We will leave with a discussion of the potential implications of an advertising giant controlling the sensitive health care information of a large number of individuals for another time.
What They Said
Lux recently attended BIOMEDevice Boston 2015 and the Wireless Medical Devices breakout session. During a panel titled “Product Development Opportunities for a Highly Regulated Environment,” panelist Rick Hampton, Wireless Communications Manager for Partners Healthcare, expressed his generally cautionary approach to wireless device integration at the major Massachusetts healthcare provider. Hampton said, “We treat every wirelessly connected device as a potential vulnerability in the hospital, so every device must use the WPA2-PSK certification protocol and unique 24-bit security keys.” He went on to add that medical device companies should avoid adding wireless communications on devices that do not require them, such as large, stationary equipment.

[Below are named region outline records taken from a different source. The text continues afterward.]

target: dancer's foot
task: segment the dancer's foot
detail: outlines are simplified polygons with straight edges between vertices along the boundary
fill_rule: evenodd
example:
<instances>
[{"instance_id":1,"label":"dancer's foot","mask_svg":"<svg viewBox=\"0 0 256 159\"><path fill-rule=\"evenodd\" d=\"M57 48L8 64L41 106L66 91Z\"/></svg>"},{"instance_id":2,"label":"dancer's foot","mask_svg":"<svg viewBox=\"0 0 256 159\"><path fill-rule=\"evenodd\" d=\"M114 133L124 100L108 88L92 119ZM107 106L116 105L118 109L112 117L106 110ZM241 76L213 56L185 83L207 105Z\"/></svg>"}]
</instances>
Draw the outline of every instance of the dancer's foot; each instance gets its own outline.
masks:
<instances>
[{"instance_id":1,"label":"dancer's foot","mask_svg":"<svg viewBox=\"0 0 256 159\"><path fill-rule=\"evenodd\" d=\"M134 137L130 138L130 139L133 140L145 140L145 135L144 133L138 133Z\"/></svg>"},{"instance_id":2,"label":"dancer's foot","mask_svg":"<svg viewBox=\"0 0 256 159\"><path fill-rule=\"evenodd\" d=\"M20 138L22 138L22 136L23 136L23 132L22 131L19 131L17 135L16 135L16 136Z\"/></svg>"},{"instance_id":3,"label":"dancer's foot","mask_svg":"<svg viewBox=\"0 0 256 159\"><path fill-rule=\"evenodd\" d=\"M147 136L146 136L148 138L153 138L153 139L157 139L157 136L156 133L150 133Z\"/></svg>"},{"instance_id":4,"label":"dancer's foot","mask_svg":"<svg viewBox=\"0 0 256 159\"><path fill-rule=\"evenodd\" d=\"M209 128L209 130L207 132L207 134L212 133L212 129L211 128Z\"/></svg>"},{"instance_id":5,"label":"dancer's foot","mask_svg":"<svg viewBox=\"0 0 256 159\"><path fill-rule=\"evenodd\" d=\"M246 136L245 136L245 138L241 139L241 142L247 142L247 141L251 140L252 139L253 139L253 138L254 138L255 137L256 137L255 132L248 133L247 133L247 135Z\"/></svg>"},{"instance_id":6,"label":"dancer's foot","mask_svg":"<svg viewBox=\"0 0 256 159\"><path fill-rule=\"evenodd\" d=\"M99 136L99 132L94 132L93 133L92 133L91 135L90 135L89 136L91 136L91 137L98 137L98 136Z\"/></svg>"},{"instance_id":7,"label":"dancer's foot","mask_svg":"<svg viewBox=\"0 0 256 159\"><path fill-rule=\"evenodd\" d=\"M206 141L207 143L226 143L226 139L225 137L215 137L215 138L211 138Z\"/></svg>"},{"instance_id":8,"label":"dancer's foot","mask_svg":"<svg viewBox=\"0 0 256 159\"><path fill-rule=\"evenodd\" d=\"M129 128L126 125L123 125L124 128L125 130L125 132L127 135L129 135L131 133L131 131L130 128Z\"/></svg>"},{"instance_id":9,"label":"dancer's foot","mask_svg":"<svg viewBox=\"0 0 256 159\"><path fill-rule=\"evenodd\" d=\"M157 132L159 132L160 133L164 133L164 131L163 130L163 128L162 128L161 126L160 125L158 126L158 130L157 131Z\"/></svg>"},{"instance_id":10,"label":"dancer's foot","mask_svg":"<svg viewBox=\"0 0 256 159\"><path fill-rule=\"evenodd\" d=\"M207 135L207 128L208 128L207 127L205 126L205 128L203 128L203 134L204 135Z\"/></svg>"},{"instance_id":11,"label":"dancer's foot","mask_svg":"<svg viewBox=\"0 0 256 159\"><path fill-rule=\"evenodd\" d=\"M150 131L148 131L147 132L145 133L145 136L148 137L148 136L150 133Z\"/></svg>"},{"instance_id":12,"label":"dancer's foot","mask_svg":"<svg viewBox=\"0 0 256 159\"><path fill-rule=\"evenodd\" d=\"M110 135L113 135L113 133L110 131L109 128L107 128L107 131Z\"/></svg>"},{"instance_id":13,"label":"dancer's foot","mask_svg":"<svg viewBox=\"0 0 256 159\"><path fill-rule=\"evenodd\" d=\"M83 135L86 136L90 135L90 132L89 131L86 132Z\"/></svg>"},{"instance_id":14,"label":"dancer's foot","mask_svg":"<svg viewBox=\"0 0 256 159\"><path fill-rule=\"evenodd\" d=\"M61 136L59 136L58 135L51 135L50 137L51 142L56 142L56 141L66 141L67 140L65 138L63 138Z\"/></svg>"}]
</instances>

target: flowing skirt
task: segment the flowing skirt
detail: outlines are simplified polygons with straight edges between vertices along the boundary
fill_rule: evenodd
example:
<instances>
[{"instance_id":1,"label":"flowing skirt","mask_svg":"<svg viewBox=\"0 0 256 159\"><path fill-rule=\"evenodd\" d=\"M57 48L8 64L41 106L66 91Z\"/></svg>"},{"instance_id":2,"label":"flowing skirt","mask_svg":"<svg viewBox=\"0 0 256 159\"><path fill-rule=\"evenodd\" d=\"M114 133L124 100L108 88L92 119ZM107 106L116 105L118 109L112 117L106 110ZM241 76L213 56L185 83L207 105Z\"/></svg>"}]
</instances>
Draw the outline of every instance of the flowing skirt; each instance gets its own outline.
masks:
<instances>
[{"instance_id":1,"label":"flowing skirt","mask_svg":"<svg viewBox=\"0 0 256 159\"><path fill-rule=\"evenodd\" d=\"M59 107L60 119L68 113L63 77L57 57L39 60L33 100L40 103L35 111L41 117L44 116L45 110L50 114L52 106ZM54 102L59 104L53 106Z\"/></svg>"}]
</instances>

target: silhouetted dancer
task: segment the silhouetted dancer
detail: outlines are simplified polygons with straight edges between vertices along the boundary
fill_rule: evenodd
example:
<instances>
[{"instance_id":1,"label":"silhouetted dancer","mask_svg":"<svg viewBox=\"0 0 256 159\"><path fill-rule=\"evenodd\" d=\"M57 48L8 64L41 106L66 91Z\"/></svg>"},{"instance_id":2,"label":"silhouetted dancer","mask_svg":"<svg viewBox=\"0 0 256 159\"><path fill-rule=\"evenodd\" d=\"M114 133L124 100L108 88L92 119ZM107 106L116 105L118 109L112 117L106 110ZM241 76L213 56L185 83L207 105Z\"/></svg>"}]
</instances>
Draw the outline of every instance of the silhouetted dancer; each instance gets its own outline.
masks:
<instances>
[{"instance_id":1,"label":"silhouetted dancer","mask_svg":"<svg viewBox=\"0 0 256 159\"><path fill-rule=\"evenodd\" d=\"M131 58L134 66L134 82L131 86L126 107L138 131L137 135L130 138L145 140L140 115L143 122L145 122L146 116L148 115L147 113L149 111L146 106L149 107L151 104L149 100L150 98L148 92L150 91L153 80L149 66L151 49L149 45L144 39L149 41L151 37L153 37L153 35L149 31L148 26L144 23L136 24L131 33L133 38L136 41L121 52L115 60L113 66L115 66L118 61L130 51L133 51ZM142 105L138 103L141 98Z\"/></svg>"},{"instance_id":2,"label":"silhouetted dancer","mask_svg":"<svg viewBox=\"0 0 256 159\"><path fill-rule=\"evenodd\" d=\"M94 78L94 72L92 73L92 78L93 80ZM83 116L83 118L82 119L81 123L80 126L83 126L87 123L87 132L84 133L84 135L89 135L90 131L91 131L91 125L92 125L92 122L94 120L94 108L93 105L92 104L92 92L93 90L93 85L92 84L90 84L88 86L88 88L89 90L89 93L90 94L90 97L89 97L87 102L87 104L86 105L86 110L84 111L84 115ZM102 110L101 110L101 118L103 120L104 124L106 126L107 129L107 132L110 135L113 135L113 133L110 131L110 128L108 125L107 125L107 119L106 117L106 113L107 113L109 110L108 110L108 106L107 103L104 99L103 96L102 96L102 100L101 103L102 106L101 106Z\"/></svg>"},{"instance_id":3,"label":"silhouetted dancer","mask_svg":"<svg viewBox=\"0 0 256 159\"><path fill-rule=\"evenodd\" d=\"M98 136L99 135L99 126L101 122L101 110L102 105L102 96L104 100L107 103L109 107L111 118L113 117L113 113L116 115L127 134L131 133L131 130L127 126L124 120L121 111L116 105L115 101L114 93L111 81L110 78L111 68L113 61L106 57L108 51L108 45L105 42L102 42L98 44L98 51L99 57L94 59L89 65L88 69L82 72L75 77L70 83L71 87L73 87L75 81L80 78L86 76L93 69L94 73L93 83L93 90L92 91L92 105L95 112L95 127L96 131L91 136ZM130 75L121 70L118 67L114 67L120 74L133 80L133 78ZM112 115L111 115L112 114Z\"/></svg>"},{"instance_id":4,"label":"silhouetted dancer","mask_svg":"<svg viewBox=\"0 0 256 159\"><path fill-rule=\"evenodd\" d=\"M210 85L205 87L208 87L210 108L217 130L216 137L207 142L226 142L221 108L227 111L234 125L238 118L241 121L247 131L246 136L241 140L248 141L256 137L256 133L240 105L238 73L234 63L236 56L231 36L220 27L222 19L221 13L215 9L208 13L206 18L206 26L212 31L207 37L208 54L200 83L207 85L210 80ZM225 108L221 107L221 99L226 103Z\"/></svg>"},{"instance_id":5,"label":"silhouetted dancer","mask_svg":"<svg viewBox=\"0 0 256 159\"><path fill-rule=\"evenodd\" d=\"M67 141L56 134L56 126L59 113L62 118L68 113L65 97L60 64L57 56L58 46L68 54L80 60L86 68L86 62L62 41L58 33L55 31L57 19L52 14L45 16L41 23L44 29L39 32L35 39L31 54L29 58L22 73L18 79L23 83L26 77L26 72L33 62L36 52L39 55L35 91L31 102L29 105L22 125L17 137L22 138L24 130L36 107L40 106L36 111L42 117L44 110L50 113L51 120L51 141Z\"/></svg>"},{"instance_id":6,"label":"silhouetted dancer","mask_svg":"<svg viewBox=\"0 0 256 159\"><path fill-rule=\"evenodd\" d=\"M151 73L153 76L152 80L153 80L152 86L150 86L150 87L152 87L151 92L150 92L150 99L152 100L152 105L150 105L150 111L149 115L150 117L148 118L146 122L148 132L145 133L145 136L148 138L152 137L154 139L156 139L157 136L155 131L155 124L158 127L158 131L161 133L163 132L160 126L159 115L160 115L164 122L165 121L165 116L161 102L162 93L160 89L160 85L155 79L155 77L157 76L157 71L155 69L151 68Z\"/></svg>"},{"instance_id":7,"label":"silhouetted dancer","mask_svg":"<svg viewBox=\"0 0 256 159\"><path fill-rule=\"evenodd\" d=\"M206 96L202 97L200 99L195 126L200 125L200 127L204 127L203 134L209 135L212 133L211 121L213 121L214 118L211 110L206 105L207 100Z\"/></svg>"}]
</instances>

Furthermore, when asked about his openness to iPhone and other smartphone-based medical devices, Rick said that Partners would need to individually encrypt each device and not allow any outside server connection.
What We Think
The sentiment shared above should not surprise those developing novel technologies for medical environments. Healthcare providers are notoriously conservative when faced with technology that could compromise their patients’ health or privacy, and rightfully so for moral and regulatory reasons. More importantly, Hampton’s emphasis on acting as a gatekeeper for wireless devices, only allowing those deemed necessary and safe from tampering to connect to the hospital’s wireless network, presents a major barrier to adoption for wirelessly connected medical devices on the whole. Such a policy would seriously damper the potential value of any smartphone-based devices for hospitals. However, those developing wirelessly connected medical devices should look increasingly to the home and less stringent clinical environments, such as doctor’s offices and long-term care facilities, as the major avenue for adopting their products. As healthcare providers and patients increasingly focus on preventive care models, general technology adoption will grow much faster in non-hospital settings, presenting a relatively open and potentially more lucrative market going forward. Those focused on wirelessly connected devices should accept that the barriers to adoption make the hospital market a relatively risky proposition compared to less-centralized care markets, despite the latter’s relative immaturity.